From c1ca8044f40c0a6e6c9d6228c746a1fa0485caf0 Mon Sep 17 00:00:00 2001
From: Simon Heybrock <simon.heybrock@ess.eu>
Date: Thu, 6 Jun 2024 05:49:07 +0200
Subject: [PATCH] Allow compatible values in __setitem__

---
 src/cyclebane/node_values.py | 61 ++++++++++++++++++++++++++++++------
 tests/graph_test.py          | 60 ++++++++++++++++++++++++++++++++---
 2 files changed, 107 insertions(+), 14 deletions(-)

diff --git a/src/cyclebane/node_values.py b/src/cyclebane/node_values.py
index 96b534f..ffc9a4b 100644
--- a/src/cyclebane/node_values.py
+++ b/src/cyclebane/node_values.py
@@ -4,7 +4,8 @@
 
 from abc import ABC, abstractmethod
 from collections.abc import Hashable, Iterable, Iterator, Mapping, Sequence
-from typing import TYPE_CHECKING, Any, ClassVar
+from types import ModuleType
+from typing import TYPE_CHECKING, Any, ClassVar, TypeVar
 
 if TYPE_CHECKING:
     import numpy
@@ -15,6 +16,8 @@
 IndexName = Hashable
 IndexValue = Hashable
 
+T = TypeVar('T', bound='ValueArray')
+
 
 class ValueArray(ABC):
     """
@@ -45,6 +48,17 @@ def from_array_like(values: Any, *, axis_zero: int = 0) -> ValueArray:
     @abstractmethod
     def try_from(obj: Any, *, axis_zero: int = 0) -> ValueArray | None: ...
 
+    def __eq__(self, other: object) -> bool:
+        if type(self) != type(other):
+            return False
+        return self._equal(other)
+
+    def __ne__(self, other: object) -> bool:
+        return not self == other
+
+    @abstractmethod
+    def _equal(self: T, other: T) -> bool: ...
+
     @abstractmethod
     def sel(self, key: tuple[tuple[IndexName, IndexValue], ...]) -> Any:
         """Return data by selecting from index with given name and index value."""
@@ -94,6 +108,13 @@ def __init__(
     def try_from(obj: Any, *, axis_zero: int = 0) -> SequenceAdapter | None:
         return SequenceAdapter(obj, axis_zero=axis_zero)
 
+    def _equal(self, other: SequenceAdapter) -> bool:
+        return (
+            self._values == other._values
+            and self._index == other._index
+            and self._axis_zero == other._axis_zero
+        )
+
     def sel(self, key: tuple[tuple[IndexName, IndexValue], ...]) -> Any:
         if len(key) != 1:
             raise ValueError('SequenceAdapter only supports single index')

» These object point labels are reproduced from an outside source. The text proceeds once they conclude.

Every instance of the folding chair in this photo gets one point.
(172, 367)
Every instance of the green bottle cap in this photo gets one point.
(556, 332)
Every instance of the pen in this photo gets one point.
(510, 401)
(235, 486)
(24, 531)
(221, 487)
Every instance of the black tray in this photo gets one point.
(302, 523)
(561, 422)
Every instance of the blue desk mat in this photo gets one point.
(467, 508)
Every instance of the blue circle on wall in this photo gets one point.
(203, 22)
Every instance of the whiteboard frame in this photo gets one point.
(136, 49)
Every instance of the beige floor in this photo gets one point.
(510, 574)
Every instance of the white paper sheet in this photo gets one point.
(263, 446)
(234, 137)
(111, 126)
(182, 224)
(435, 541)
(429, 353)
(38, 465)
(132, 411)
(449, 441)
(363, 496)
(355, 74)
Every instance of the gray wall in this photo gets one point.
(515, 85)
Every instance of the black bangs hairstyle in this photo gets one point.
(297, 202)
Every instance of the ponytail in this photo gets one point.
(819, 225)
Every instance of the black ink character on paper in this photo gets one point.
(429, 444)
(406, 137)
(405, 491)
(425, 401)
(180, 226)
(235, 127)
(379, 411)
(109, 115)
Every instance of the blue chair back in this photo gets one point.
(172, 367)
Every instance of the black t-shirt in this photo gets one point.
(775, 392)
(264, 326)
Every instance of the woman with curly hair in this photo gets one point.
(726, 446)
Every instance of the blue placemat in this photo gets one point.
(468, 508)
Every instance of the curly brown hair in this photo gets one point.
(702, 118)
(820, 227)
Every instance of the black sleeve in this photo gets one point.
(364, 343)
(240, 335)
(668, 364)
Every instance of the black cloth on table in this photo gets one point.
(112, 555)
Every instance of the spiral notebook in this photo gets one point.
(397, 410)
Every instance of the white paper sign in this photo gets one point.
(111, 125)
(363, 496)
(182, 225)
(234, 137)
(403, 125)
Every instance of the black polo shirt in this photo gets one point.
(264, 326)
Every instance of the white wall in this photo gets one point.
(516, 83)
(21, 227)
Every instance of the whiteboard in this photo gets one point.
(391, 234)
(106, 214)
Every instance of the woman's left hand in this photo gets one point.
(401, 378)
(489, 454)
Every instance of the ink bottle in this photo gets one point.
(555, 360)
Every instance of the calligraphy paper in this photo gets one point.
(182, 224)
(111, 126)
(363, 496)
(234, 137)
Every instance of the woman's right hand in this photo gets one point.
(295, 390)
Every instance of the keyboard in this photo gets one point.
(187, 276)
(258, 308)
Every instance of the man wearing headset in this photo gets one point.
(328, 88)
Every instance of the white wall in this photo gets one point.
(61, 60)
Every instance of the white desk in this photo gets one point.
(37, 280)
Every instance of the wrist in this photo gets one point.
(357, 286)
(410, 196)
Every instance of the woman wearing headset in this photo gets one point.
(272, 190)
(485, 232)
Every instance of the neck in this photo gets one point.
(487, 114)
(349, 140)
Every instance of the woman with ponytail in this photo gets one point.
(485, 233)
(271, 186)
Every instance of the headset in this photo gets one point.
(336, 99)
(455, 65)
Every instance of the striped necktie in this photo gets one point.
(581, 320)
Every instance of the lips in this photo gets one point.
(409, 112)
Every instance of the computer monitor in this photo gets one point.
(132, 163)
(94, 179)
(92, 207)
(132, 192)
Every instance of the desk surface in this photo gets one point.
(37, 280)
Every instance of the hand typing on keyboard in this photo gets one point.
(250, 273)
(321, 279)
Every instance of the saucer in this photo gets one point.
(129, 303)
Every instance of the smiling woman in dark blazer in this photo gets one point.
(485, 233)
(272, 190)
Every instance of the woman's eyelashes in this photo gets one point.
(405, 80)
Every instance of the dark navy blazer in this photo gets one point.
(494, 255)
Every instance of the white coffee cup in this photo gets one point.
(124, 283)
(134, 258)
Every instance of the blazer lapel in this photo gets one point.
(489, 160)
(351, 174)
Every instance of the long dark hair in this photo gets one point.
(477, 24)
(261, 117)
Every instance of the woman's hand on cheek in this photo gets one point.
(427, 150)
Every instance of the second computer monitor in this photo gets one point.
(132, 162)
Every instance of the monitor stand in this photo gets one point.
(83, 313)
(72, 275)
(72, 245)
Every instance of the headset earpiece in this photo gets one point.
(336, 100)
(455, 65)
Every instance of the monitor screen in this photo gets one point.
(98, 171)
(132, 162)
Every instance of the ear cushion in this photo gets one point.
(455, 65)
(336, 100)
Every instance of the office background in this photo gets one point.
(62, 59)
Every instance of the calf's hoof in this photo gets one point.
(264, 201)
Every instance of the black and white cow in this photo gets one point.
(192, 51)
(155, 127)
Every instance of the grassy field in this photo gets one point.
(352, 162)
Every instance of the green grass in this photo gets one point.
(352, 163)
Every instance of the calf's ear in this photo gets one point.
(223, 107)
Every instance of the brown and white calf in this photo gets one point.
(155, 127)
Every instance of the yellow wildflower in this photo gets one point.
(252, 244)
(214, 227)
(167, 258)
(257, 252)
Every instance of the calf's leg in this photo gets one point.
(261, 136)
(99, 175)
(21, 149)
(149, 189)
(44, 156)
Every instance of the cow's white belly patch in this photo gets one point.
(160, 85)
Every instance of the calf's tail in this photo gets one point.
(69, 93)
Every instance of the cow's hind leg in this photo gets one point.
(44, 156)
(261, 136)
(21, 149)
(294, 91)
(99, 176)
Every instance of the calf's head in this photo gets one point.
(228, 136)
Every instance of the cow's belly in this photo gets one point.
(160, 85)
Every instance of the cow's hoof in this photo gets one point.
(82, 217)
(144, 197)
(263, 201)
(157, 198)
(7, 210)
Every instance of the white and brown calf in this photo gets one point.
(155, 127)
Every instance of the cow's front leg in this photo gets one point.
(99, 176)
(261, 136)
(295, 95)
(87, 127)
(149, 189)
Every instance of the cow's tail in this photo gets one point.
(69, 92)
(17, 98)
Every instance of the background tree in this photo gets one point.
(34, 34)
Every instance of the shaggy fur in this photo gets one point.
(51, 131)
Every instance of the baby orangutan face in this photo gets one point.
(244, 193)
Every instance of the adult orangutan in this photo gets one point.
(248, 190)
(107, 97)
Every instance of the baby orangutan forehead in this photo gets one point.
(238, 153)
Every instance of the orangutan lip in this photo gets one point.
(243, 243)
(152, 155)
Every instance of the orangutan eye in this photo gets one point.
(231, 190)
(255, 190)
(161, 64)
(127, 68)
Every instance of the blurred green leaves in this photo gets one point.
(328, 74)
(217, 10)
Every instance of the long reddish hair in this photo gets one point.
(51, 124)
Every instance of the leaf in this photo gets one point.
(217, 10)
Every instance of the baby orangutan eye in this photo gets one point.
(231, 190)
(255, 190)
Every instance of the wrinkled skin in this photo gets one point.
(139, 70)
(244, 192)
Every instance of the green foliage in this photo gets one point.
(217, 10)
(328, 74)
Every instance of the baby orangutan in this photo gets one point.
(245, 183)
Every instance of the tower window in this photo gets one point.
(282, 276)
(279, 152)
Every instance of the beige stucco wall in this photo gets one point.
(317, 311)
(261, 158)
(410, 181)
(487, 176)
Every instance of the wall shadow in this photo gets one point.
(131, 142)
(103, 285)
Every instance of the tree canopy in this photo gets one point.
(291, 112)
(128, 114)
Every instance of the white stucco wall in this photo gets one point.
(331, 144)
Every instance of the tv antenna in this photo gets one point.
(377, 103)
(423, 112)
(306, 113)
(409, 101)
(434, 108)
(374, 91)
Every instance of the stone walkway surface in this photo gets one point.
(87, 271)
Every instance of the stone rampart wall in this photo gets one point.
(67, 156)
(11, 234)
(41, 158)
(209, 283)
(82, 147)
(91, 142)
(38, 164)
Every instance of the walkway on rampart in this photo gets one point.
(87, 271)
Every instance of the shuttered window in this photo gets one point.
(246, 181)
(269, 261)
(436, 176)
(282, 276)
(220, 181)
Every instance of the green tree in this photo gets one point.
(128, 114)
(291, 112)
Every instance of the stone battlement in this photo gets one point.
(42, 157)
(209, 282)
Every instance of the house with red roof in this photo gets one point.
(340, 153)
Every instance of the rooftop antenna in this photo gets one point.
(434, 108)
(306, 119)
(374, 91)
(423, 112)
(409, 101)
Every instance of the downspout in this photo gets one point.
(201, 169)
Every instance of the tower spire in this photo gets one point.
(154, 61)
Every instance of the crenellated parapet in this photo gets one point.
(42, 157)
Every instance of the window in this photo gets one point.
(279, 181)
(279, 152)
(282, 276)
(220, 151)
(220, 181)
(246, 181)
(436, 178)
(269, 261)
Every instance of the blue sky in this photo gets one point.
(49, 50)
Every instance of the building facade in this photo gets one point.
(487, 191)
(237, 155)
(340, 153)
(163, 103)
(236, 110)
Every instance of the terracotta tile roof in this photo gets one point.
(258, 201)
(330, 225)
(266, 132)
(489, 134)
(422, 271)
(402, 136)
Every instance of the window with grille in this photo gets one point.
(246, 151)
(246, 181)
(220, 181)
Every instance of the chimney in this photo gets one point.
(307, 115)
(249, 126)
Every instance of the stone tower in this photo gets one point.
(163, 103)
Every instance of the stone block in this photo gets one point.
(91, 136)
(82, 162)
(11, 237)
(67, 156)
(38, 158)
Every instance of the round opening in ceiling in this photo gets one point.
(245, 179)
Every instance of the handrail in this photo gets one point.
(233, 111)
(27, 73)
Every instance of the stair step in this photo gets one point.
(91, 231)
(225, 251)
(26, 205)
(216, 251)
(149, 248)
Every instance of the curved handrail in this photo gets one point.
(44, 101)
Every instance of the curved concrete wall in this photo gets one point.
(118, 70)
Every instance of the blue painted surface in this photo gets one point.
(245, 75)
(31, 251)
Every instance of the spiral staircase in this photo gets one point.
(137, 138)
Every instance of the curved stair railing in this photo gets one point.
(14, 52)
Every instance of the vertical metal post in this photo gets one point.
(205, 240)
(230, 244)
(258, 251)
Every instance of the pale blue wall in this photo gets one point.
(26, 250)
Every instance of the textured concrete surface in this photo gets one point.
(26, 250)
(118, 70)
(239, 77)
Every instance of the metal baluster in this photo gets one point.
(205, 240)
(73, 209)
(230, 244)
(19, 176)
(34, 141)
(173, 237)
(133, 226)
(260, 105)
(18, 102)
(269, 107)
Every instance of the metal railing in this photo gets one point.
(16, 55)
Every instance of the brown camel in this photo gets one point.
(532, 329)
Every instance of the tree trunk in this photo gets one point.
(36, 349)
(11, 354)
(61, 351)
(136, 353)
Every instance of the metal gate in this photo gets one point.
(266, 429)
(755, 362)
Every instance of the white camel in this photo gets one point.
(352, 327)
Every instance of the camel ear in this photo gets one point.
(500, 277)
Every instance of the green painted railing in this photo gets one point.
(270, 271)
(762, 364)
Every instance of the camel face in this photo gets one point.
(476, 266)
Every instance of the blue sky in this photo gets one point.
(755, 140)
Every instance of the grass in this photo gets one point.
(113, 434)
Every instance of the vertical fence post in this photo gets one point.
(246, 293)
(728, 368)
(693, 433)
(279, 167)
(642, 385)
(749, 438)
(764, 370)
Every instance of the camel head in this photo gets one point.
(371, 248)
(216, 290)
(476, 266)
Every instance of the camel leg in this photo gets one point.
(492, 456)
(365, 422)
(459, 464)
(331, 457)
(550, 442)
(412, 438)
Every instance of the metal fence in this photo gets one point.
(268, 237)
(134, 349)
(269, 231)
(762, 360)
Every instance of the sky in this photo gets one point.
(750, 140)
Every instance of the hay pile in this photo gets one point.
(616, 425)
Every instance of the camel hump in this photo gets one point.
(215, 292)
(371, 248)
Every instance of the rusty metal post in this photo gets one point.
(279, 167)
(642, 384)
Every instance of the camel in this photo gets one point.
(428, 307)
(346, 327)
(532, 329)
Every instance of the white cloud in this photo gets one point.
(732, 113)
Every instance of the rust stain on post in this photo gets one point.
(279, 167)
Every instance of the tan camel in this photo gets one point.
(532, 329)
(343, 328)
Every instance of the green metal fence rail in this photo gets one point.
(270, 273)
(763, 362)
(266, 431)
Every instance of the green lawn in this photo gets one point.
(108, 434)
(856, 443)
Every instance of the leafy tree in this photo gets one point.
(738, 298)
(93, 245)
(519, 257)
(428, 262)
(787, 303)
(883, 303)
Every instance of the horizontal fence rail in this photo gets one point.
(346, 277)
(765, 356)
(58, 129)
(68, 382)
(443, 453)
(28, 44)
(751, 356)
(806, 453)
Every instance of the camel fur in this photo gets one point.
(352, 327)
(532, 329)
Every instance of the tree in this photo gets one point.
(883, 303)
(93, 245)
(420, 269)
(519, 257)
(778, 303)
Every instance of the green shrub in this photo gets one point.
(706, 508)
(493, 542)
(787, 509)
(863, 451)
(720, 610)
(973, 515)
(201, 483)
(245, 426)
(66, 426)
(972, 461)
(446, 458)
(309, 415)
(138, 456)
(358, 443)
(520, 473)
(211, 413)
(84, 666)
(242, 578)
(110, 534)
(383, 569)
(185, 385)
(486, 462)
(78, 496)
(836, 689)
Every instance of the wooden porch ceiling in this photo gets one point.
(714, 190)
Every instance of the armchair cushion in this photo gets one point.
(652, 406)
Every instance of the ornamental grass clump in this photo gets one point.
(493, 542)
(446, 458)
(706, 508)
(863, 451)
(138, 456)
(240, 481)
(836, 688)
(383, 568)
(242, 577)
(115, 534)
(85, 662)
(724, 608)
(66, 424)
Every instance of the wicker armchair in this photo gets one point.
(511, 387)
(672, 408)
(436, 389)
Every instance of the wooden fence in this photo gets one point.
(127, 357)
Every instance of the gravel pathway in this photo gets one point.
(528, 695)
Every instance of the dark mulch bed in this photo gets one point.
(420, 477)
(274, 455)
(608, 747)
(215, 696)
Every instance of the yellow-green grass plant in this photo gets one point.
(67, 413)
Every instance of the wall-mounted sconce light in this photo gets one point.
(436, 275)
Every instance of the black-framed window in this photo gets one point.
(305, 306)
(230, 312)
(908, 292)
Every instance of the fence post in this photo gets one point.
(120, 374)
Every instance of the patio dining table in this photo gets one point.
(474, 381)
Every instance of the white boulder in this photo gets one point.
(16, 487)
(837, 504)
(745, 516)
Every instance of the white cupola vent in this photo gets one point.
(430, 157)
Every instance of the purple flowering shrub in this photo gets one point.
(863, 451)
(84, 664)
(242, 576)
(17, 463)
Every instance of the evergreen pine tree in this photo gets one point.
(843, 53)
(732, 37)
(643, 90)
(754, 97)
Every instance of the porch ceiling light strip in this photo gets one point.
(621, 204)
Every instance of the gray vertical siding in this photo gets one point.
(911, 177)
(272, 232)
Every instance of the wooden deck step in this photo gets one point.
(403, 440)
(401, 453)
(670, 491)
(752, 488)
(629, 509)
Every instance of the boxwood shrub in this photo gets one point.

@@ -133,6 +154,11 @@ def try_from(obj: Any, *, axis_zero: int = 0) -> PandasSeriesAdapter | None:
         if isinstance(obj, pandas.Series):
             return PandasSeriesAdapter(obj, axis_zero=axis_zero)
 
+    def _equal(self, other: PandasSeriesAdapter) -> bool:
+        return (
+            self._series.equals(other._series) and self._axis_zero == other._axis_zero
+        )
+
     def sel(self, key: tuple[tuple[IndexName, IndexValue], ...]) -> Any:
         if len(key) != 1:
             raise ValueError('PandasSeriesAdapter only supports single index')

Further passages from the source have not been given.